At a Glance
Lakshmi Machine Works Ltd (LMW) concluded the financial year 2026 showing the intense operational friction of a heavy industrial cyclical navigating early recovery. Annual consolidated revenue came in at ₹3,207.42 crore, up 6.49% from ₹3,012.01 crore in the previous fiscal year. Consolidated net profit reached ₹130.73 crore, expanding by 27.40% year-on-year from ₹102.61 crore. This net earnings velocity outpaced the topline, fueled by early mix improvements and operating leverage in the Machine Tool and Advanced Technology segments, despite a prolonged downcycle in core textile infrastructure capital expenditure.
Investor focus is split between long-term capacity potential and immediate structural stressors. The Textile Machinery Division (TMD) reported a nominal revenue contraction of 2.12% at ₹1,801 crore, but flipped to a positive segmental profit of ₹9.75 crore against a loss of ₹15.64 crore in the preceding period. Active order backlogs rose to ₹2,500 crore, showing a sudden late-Q4 demand pickup driven by improving cotton spinning margins. However, intense margin compression remains an issue; consolidated Operating Profit Margin (OPM) stood flat at 5.28%, constrained by logistics costs and raw material price pressures.
Additionally, reported earnings include an other income component of ₹132.76 crore, which represents nearly 73% of the profit before tax.
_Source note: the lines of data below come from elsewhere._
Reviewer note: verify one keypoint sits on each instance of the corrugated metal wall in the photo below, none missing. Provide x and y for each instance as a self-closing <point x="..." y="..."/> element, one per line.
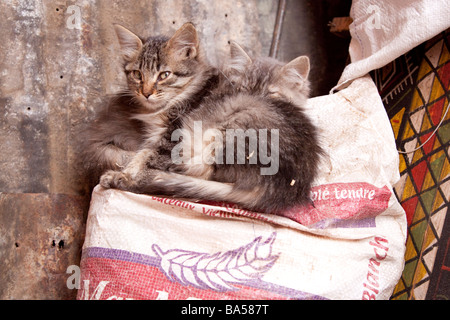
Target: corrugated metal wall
<point x="58" y="60"/>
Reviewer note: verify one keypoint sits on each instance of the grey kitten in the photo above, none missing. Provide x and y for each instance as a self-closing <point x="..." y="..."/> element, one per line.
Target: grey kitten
<point x="269" y="160"/>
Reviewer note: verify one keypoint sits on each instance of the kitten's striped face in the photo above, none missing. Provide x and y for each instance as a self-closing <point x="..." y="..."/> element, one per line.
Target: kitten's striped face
<point x="160" y="71"/>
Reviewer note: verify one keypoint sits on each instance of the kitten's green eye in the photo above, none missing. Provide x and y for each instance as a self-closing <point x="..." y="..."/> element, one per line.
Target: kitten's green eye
<point x="137" y="75"/>
<point x="163" y="75"/>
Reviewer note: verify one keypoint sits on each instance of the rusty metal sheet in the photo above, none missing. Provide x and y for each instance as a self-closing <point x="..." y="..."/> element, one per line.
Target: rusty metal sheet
<point x="41" y="235"/>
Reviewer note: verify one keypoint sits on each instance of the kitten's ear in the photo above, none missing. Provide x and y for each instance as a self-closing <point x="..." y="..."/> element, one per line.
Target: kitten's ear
<point x="130" y="44"/>
<point x="184" y="44"/>
<point x="300" y="65"/>
<point x="239" y="59"/>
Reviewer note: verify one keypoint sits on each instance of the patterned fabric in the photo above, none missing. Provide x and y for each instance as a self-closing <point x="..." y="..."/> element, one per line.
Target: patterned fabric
<point x="415" y="89"/>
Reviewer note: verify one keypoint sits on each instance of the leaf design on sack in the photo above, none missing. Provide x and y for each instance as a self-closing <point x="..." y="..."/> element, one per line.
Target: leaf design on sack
<point x="219" y="271"/>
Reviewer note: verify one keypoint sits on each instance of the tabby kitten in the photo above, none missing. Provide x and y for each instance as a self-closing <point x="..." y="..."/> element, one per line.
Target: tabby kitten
<point x="165" y="77"/>
<point x="250" y="97"/>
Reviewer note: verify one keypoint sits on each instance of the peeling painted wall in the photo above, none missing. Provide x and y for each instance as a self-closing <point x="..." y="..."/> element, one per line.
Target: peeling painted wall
<point x="54" y="72"/>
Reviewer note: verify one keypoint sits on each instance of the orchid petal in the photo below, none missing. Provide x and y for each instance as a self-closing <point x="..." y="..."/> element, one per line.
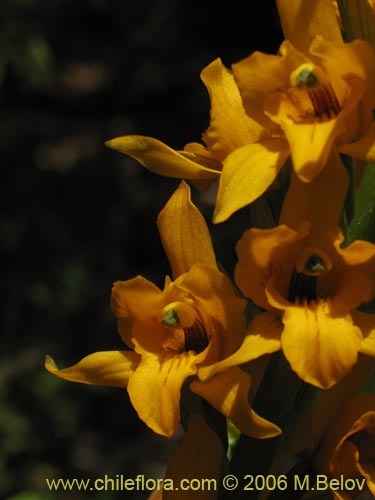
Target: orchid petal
<point x="154" y="389"/>
<point x="320" y="348"/>
<point x="159" y="158"/>
<point x="184" y="233"/>
<point x="230" y="127"/>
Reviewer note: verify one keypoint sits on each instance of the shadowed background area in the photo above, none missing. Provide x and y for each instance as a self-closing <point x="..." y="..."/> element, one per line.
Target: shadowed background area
<point x="76" y="217"/>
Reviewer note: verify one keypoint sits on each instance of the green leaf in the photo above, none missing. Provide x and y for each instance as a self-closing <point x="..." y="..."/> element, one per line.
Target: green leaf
<point x="362" y="226"/>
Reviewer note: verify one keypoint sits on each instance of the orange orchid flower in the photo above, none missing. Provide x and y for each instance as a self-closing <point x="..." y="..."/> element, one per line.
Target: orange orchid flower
<point x="196" y="320"/>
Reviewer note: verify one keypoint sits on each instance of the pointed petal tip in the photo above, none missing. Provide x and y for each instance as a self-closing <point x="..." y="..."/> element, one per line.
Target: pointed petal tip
<point x="127" y="144"/>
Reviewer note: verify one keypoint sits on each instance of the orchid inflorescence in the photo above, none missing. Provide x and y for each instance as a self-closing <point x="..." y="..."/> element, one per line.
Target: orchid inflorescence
<point x="270" y="369"/>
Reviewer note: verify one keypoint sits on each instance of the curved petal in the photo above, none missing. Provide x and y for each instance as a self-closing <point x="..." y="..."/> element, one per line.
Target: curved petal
<point x="360" y="256"/>
<point x="263" y="337"/>
<point x="320" y="348"/>
<point x="259" y="252"/>
<point x="247" y="173"/>
<point x="200" y="456"/>
<point x="350" y="289"/>
<point x="227" y="392"/>
<point x="154" y="389"/>
<point x="345" y="61"/>
<point x="222" y="310"/>
<point x="159" y="158"/>
<point x="230" y="127"/>
<point x="363" y="148"/>
<point x="112" y="368"/>
<point x="302" y="20"/>
<point x="261" y="75"/>
<point x="184" y="233"/>
<point x="135" y="300"/>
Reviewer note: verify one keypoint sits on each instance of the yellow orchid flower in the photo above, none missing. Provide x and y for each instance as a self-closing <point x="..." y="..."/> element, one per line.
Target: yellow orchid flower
<point x="230" y="130"/>
<point x="318" y="92"/>
<point x="348" y="449"/>
<point x="196" y="320"/>
<point x="300" y="273"/>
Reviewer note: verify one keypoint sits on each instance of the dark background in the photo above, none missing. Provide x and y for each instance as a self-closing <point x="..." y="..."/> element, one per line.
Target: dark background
<point x="76" y="217"/>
This significant contribution indicates a high reliance on non-operating income streams during periods of low industrial utilization.
In heavy manufacturing, a growing order book provides revenue visibility, but the true test of capital efficiency lies in managing input costs during early-cycle demand surges.
Introduction
Lakshmi Machine Works Ltd, based in Coimbatore, is an industrial engineering firm specializing in textile spinning machinery, CNC machine tools, and heavy precision castings. Operating from an integrated engineering ecosystem, the company supplies a significant portion of India’s domestic textile spinning infrastructure while maintaining secondary business segments in precision machine tools and aerospace components.
The company’s primary operational focus is managing deep industrial cycles. Over the past 24 months, the domestic textile sector has faced reduced capital expenditures due to high global inventory levels and volatile raw material pricing. LMW’s strategic approach has involved using cash reserves accumulated during previous upcycles to fund continuous research and development, while scaling up its Machine Tool and Advanced Technology operations to offset the textile downturn.
The current financial year marks a transitional phase, characterized by an international restructuring plan, including a US$ 30 million allocation to a UAE holding entity, designed to mitigate geopolitical supply risks and support global working capital requirements.
Business Model: WTF Do They Even Do?
LMW builds large, complex industrial machinery. It is an asset-heavy business where a single bill of materials can contain up to 20,000 distinct components, requiring highly structured inventory and assembly management.
The business model is divided into four distinct operating divisions:
- Textile Machinery Division (TMD): The core segment, contributing 73.6% of total revenue. TMD manufactures complete automated spinning solutions. This division is highly cyclical, running on an approximate eight-year demand loop. Capacity utilization currently stands at 50% to 55%.
- Machine Tool Division (MTD): Contributing 17.8% of revenue, this segment produces high-precision CNC turning, milling, and turn-mill centers. This division faces less structural volatility than textiles and serves an end-market split of 50–52% automotive and 48% general engineering. It operates at 70% to 75% utilization.
- Advanced Technology Centre (ATC): A specialized aerospace and defense unit contributing 3.4% of the revenue mix. It delivers safety-critical assemblies, metallic parts, and composites to global tier-one aerospace suppliers, ISRO, and Hindustan Aeronautics Limited (HAL).
- Foundry Division (FDY): Accounting for 2.3% of revenue, this unit manufactures heavy castings. It serves as an internal supply mechanism for the textile and machine tool divisions, with excess volumes sold to international industrial accounts.